Okorafor provides basic background in author’s notes to both She Who Knows and One Way Witch, so that the story of each novella can be read on its own. But it is a far richer experience if you first read Who Fears Death and understand more about the world Onyesonwu changes so completely.
She Who Knows begins with a thirteen year old Najeeba just as she becomes certain that she must do her first transgressive act, to accompany her father and brothers on their journeys into the desert to gather salt. Salt is central to the culture of her people. This family lives in a village dedicated to the goddess Adoro, and this worship gives them special knowledge of where to gather salt from a great dried lake in the desert. But gathering salt is the exclusive work of men, as is selling it in the regional market place. Najeeba, disguising herself as a man, takes on both tasks and becomes wildly successful, selling enough salt to enrich both her family and their Adoro village. But it is in her nature to push things too far, and there are punishing consequences.
Her adventures in the salt trade are not her only unusual activity. She can also step out of her body in a spiritual sense and become the kyponyungo, a fiery lizard creature that can fly great distances. She Who Knows takes the story through the time when Najeeba marries and moves away from the Adoro villages. Then it jumps ahead to Najeeba in her early forties when she is seeking the rigorous training under the tutelage of the sorcerer Aro. One Way Witch is the story of that training.
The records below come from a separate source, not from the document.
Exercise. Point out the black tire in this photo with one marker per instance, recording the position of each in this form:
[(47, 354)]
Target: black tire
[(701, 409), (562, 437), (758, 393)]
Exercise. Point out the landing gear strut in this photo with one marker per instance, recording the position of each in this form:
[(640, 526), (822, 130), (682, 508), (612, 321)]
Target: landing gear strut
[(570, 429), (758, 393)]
This second novella begins with a long chapter that describes Najeeba’s life just before the great change that Onyesonwu brings about. So time in this world is sharply divided into a Before and an After. The Before is the world where the teachings of the Great Book prevail, making doctrine out of the enslavement of Okeke people by the Nuru. In the After, all that is gone and only a few people, like Najeeba, with special gifts, remember anything of the old life. The story of Najeeba’s spiritual training is a powerful one, requiring her to face death in a terrifying vision and to gradually learn how to control her great powers. The novella takes us to a point where she is ready to carry out a mission of revenge involving conflict with a deadly spiritual being. That will be the story of the third and final novella.
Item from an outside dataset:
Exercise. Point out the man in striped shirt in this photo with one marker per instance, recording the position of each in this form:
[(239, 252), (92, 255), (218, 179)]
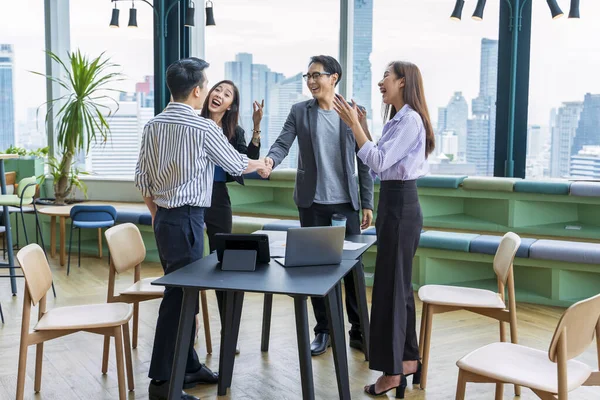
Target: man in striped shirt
[(174, 172)]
These are all stories of great women with enormous powers to change things. Phoenix is one of a small number of humans altered by a corporation to serve as a kind of super soldier, but she breaks from the prison of her world and unleashes a holocaust that destroys most life in Okorafor’s alternate Earth. Many centuries later, Najeeba and Onyesonwu are born into a divided world that they must set right. But just as these are narratives about what these women do, they are also about how their stories are told. Phoenix has narrated her story in digital form, but centuries later a copy is picked up by a story-teller who weaves it into something completely different. Onyesonwu tells her story to a journalist before meeting her final fate, and Najeeba narrates her story to Aro, the sorcerer, partly to convince him to take her on as a student. There are subtle changes in all these versions as they are translated into worlds where men still try to dominate.
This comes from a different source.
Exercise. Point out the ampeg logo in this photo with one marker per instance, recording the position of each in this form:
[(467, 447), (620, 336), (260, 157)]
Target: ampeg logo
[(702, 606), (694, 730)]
What makes these women characters so compelling to me is their lived experience and struggle to become who they are destined to be. There are many powerful women in SFF these days, but Okorafor’s characters fight through endless struggles to learn how to control the power they start with. They not only face death, but we feel deeply each time they are scorned, pushed face down in the desert pavement, scorched with fire, mauled or stoned by angry crowds or triumph in mastery of a spiritual power. We also feel every emotional shift as family members or close friends die, as they master a new power, get scared of what they are capable of doing, fall in love, burn with anguish for the harm they have caused unintentionally or use their powers quite consciously to destroy. There is a wonderful physicality and deep emotional core in each of these characters that Okorafor brings to life on every page. That’s what makes these stories so unforgettable and keeps me turning to the latest volume in her epic series.